The anthocyanidin synthase gene is responsible for the accumulation of anthocyanin in seeds and other plant parts. Anthocyanidin synthase gene (Y07955) was upregulated in highly pigmented varieties, Bora (Nagaon) at the booting and post-anthesis stage, and in the genotype Jengoni, at the grain-filling stage. The biochemical assays also showed high levels of accumulation of anthocyanin in Bora (Nagaon) and Jengoni. In the case of Bora (Nagaon), at the grain-filling stage, this gene was down-regulated although the pericarp showed reddish color deposition Table 9 and Fig. 5a. This implies the development of aleurone color in this genotype may be regulated by other genetic and environmental factors. The flavanone 3-dioxygenase 1-like (FDO1) gene (LOC9270463) is reported to be associated with the generation and accumulation of anthocyanins in plants. Significantly higher levels of expression of the FDO1 gene were recorded in Bora (Nagaon) and Jengoni at different growth stages (Table 9 and Fig. 5b). At the grain-filling stage, Bora (Nagaon) and Jengoni showed about 6.302-fold and 5.827-fold changes in gene expression, respectively. In the Bora (Nagaon) variety, up-regulation (4.159-fold) of the FDO1 gene was observed at booting followed by post-anthesis (2.363-fold). At the grain-filling stage, a significant (6.302-fold) up-regulation was observed in Bora (Nagaon). Chalcone-flavanone isomerase-like (CFI) gene (LOC4334588), an anthocyanin biosynthesis-related gene, was found to be expressed in a highly significant manner in pigmented genotype Bora (Nagaon) at post-anthesis and grain filling stage with a fold change of 1.921 and 2.987, respectively (Table 9 and Fig. 5c). In the case of Jengoni, a higher level of expression of the CFI gene is recorded at the booting (2.4-fold) and post-anthesis stage (3.4-fold).
Discussion
A few accessions of rice maintained at the Directorate of Rice Research (DRR), Hyderabad, India were reported to have the highest concentration of Fe and Zn31. In these accessions Fe concentration ranged from 6.2 to 71.6 ppm, while Zn content ranged from 26.2 to 67.3 ppm31. Thus, the traditional brown germplasm of Assam might be a good source of breeding material for the biofortification of popular rice cultivars using conventional, acceptable, non-transgenic methods. The nutritive value of rice may vary according to genotypic variation along with several external environmental factors such as soil fertility status, the degree of milling, and the method of preparation before consumption32. In our study, Fe content was found highest in the unpolished, brown form of rice seeds of genotype Jengoni, and the highest Zn content was recorded in Bora (Nagaon). Most of the traditional genotypes or landraces are found to have high Fe and Zn content. There is a report on a few indigenous pigmented rice genotypes of Assam containing high Fe and Zn in brown rice form1. Other reports are also available on rice genotypes containing high Fe ranging from 6.2 to 186 μg g−1 in the grains31,33,34,35. Also, available reports suggested that a few indigenous rice accessions of India have high (> 35 ppm) Zn31. Vanlalsanga et al., (2019)36 investigated the Zn levels of 65 indigenous rice cultivars from different states in NE India and found that the Badalsali cultivar from Assam had > 75.8 μg g−1 Zn, while Manipur's Kapongla accumulated the lowest (17.98 μg g−1) Zn in the grains.

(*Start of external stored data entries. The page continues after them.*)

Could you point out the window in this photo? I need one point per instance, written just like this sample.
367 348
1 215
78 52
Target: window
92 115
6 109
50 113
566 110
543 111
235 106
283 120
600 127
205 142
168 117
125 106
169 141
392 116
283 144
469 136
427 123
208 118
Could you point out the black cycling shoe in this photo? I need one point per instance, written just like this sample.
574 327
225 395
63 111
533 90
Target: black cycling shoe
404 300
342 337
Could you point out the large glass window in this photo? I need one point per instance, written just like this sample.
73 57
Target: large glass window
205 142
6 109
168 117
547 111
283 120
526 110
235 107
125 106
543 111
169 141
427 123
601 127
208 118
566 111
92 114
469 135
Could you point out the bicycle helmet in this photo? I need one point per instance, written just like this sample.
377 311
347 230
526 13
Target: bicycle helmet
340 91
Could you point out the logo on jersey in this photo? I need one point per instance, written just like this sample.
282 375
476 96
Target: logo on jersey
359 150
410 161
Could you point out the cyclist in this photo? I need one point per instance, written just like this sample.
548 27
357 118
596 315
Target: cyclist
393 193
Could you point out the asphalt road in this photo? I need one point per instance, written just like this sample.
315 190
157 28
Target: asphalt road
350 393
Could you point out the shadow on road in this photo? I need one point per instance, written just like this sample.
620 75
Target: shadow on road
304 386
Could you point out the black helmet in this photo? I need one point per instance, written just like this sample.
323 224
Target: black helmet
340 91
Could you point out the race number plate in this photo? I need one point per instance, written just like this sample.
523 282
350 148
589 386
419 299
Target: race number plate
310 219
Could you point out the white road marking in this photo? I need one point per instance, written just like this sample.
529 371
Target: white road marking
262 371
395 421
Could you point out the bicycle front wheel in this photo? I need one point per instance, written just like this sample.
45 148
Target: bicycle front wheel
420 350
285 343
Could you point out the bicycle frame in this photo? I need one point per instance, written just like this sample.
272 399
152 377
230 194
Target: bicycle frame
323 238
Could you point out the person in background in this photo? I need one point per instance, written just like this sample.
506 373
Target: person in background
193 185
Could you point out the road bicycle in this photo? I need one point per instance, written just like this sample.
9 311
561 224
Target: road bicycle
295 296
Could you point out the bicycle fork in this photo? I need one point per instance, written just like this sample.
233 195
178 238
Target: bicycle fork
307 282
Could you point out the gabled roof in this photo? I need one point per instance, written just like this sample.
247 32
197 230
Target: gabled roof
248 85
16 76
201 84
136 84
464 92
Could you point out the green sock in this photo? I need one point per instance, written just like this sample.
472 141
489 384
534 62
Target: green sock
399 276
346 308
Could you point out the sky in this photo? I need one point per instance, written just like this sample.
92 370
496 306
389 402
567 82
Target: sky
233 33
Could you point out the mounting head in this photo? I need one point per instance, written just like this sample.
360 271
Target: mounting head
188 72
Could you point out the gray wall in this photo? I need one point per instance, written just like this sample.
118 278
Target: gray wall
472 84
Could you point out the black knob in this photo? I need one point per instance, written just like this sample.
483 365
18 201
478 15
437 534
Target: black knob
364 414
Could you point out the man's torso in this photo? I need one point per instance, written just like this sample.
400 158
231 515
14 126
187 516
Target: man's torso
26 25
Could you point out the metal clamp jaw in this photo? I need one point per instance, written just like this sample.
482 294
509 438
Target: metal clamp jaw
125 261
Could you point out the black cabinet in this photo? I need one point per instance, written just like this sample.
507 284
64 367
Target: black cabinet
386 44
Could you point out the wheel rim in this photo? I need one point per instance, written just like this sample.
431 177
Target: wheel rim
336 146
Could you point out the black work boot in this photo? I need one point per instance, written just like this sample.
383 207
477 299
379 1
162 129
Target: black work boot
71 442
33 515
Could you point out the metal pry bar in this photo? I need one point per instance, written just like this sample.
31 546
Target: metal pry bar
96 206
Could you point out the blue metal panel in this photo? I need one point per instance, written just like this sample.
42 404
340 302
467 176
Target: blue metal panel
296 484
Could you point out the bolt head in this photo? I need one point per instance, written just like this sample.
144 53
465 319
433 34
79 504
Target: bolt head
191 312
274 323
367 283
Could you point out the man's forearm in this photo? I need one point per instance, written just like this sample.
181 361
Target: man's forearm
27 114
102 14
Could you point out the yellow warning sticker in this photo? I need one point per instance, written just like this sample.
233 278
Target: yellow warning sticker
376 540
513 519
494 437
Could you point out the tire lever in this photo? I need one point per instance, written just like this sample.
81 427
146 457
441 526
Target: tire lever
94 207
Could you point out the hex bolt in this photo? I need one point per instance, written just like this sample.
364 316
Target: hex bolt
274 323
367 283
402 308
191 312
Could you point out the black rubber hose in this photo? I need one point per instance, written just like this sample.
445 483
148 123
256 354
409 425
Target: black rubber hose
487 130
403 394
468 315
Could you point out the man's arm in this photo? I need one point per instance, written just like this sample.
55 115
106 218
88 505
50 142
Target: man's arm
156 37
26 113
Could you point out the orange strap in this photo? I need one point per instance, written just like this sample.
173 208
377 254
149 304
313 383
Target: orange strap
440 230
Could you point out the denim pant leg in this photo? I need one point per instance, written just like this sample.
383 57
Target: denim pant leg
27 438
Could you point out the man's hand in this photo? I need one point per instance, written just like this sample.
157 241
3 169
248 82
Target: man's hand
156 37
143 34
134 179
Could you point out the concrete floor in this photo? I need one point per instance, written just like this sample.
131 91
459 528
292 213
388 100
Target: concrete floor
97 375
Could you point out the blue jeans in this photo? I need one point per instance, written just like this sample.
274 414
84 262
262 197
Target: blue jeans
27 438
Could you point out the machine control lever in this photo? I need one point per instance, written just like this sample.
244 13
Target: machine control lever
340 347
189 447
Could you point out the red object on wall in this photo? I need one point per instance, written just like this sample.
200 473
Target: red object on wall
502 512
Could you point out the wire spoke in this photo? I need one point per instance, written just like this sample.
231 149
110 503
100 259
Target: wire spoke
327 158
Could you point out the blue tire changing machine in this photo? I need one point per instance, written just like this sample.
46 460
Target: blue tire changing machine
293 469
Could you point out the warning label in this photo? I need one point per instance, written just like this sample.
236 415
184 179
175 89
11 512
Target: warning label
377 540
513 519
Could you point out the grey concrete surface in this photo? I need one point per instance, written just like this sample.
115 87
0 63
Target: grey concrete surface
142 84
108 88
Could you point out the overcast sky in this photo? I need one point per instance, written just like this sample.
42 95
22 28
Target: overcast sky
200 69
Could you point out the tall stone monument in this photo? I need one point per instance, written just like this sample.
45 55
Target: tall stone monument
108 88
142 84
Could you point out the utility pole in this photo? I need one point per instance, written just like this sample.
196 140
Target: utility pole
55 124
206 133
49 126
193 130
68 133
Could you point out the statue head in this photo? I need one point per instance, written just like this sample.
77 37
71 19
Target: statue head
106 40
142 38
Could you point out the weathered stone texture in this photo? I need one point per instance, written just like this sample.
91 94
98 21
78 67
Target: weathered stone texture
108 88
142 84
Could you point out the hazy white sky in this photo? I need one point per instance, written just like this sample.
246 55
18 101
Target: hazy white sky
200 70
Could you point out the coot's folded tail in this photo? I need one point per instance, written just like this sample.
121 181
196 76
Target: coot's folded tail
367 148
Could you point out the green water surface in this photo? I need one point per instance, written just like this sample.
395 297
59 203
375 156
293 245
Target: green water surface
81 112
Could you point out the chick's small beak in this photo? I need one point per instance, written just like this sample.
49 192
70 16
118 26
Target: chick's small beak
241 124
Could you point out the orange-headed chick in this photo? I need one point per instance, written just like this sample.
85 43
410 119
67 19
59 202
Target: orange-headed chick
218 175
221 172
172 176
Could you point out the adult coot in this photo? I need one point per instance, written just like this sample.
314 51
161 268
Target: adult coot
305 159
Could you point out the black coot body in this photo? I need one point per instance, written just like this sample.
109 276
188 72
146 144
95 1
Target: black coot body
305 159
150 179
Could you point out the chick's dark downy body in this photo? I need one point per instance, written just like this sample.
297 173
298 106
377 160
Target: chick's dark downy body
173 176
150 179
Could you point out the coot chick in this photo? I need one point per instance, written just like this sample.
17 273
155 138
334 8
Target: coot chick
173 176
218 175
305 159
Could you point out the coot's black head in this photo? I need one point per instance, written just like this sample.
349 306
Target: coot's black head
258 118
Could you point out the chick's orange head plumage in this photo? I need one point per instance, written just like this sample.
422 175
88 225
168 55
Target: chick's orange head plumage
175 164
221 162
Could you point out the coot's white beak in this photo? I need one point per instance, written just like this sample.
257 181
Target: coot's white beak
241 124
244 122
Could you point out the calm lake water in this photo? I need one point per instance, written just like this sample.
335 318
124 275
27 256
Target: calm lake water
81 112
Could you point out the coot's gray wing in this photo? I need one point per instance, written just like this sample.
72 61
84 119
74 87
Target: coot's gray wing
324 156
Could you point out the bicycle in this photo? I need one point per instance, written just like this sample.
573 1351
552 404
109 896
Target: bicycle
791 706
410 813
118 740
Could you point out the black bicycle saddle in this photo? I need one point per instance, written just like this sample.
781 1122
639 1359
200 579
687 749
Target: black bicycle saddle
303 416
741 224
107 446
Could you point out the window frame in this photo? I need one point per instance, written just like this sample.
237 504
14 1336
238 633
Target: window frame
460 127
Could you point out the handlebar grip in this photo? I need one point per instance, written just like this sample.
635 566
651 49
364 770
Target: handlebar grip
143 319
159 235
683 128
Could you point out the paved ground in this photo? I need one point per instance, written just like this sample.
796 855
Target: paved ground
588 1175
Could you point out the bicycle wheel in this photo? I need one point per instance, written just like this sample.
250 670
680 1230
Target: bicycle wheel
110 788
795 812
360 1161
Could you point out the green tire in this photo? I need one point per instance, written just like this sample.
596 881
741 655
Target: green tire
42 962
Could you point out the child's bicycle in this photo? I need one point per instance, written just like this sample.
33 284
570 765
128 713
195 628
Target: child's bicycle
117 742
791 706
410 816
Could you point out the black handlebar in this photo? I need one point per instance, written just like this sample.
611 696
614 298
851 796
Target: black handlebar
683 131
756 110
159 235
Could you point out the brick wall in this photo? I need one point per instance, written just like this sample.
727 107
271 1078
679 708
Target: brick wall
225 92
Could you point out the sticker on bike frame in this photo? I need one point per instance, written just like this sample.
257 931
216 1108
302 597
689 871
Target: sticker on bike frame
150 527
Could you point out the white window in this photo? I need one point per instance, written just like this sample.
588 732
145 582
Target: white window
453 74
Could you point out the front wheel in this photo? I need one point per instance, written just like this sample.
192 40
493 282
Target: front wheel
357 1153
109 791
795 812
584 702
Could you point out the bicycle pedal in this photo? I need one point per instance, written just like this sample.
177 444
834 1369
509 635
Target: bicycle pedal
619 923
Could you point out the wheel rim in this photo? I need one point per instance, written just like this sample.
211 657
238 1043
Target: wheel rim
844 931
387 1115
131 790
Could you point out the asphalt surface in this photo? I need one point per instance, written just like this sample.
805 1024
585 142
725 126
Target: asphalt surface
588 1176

There is a common perception among people that pigmented rice genotypes contain higher micronutrients than non-pigmented rice. In our study, we found that Fe and Zn concentrations are not related to the pigmentation, which might be due to the presence of the bran layer in the dehusked grain. Pigmented rice varieties are subject to minimum processing with only pre-cleaning, dehusking, and separation; therefore, bran and germ are left intact32. There are various reports on less Zn and Fe content due to prolonged polishing37,38. Thus, rice grain Fe content will also vary with the degree of milling/polishing39,40. The extent of differential partitioning of Fe and Zn into the panicle and distribution into various grain tissues could be the cause of the variation in the grain Fe and Zn concentrations37.
In white rice, nearly 70% of Zn was allocated to the endosperm, compared to only 43% for Fe. Because of the genotypic variation, the degree of milling and partitioning of Fe and Zn into different regions of the grain; milling loss of Fe and Zn might vary. It implied Fe and Zn concentrations in polished rice should not be based entirely on Fe and Zn concentrations in the rice in brown form. Hence, our study implied that with minimum milling during processing and if the aleurone layer is kept intact, it may result in higher nutritional value concerning Fe and Zn irrespective of its aleurone color. Therefore, the common perception of higher micronutrient content in pigmented rice may not always be correct, but it may be more interlinked to the degree of milling. Therefore, the utilization of brown rice in various rice products such as flaked rice popped rice and puffed rice may lead to improvement of Fe and Zn nutrition among the rice-eating population.
We recorded that a few genotypes such as Jengoni, Kajoli chokuwa, Khau Pakhi 1, Joha Bora, and Herapoa had high Fe and Zn content with high phytochemical properties. These genotypes were also found to have high seed yield per plant along with biological yield per plant. Moreover, plant height of genotypes, Kajoli chokuwa, Khau Pakhi 1, and Joha Bora, was also recorded to be taller (131 cm to 137 cm). Therefore, these genotypes can be considered promising genotypes for future breeding programs.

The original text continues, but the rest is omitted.